Vacca’s book (which I’ll be reviewing in the near future) is filled with clubs that closed, musicians who moved on, writers who put down their pens. With the impending cutbacks in jazz programming at WGBH (which have been touted, in Orwellian fashion, as a “new focus on jazz”), are we again facing a bleak period of attrition, or will what Russ Gershon has aptly described as the “famously fractious” Boston jazz community pull together, marshal its supporters, forge the alliances it needs, regroup and rebuild?
In the immediate aftermath, community discussion coalesced around two Facebook groups (Save Eric in the Evening and Save Jazz on WGBH Now!) opposing the programming changes. Points of contact at WGBH were identified, and group members recounted the responses their sometimes impressively eloquent emails to management had elicited. An online petition was initiated, and ingenious gestures of protest proposed. How about swarms of musicians, instruments in hand, parading to the station? Or a mass burning of WGBH membership cards? Mostly, though, hopes have been pinned on a firestorm of impassioned emails somehow persuading station management to reconsider their decisions.
And so, as Steve Schwartz’s penultimate broadcast on WGBH winds down, that’s where the situation stands. It’s somebody’s move, but whose? Perhaps the answer will emerge over the weekend. [Hmmm, Steve just closed his show saying that he would be off next Friday, June 29, to attend the Montreal Jazz Festival and would be back in two weeks, on July 6. Given that the program changes were supposed to kick in on July 2, what could this mean?]
Meanwhile, word is spreading, local media are taking notice, and responses are coming in from beyond the reach of WGBH’s signal. Boston.com has posted commentary by Mark Leccese and Joel Brown. A vigorous discussion erupted on the Radio-Info.com Discussion Boards.
Of particular note is the article on the Berkshire Fine Arts website by Pittsfield Jazz Festival Director Ed Bride, which pulls together comments from and texts of emails sent by jazz hosts from around the country and invokes similarly distressing situations in the past at Chicago’s WBEZ, Lansing’s WLNZ, and Pittsburgh’s former WDUQ.

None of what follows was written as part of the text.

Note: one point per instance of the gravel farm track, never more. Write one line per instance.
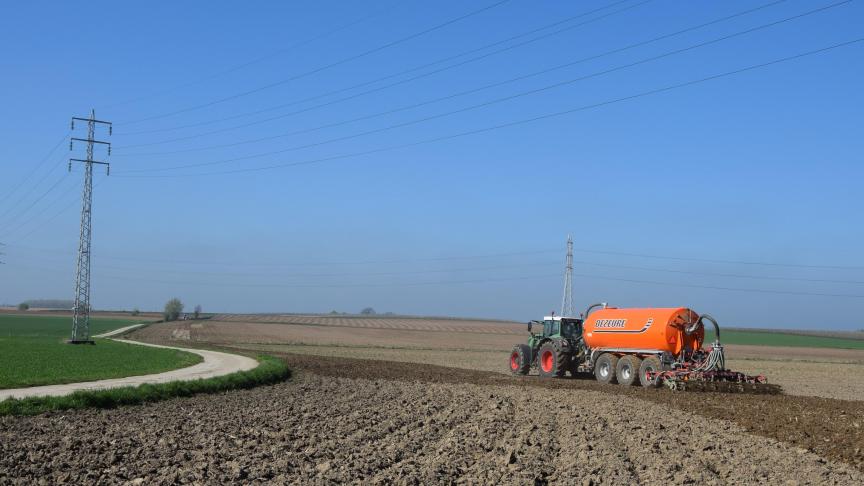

[Update: Bobby Jackson, former music director at Cleveland’s WCPN, has posted a powerful comment to Ed’s article. Also, Jazz Journalists Association president Howard Mandel, who wrote to WGBH protesting the cutbacks, has picked up on Ed’s article and added some insightful commentary.]
So, what next? There’s been a disconcerting public silence on the part of the leadership of Boston’s largest jazz institutions, and one can only hope that they are part of efforts behind the scenes to head off this existential threat and either restore Eric and Steve to their accustomed roles at WGBH or else find new homes for these exemplary ambassadors for Boston jazz.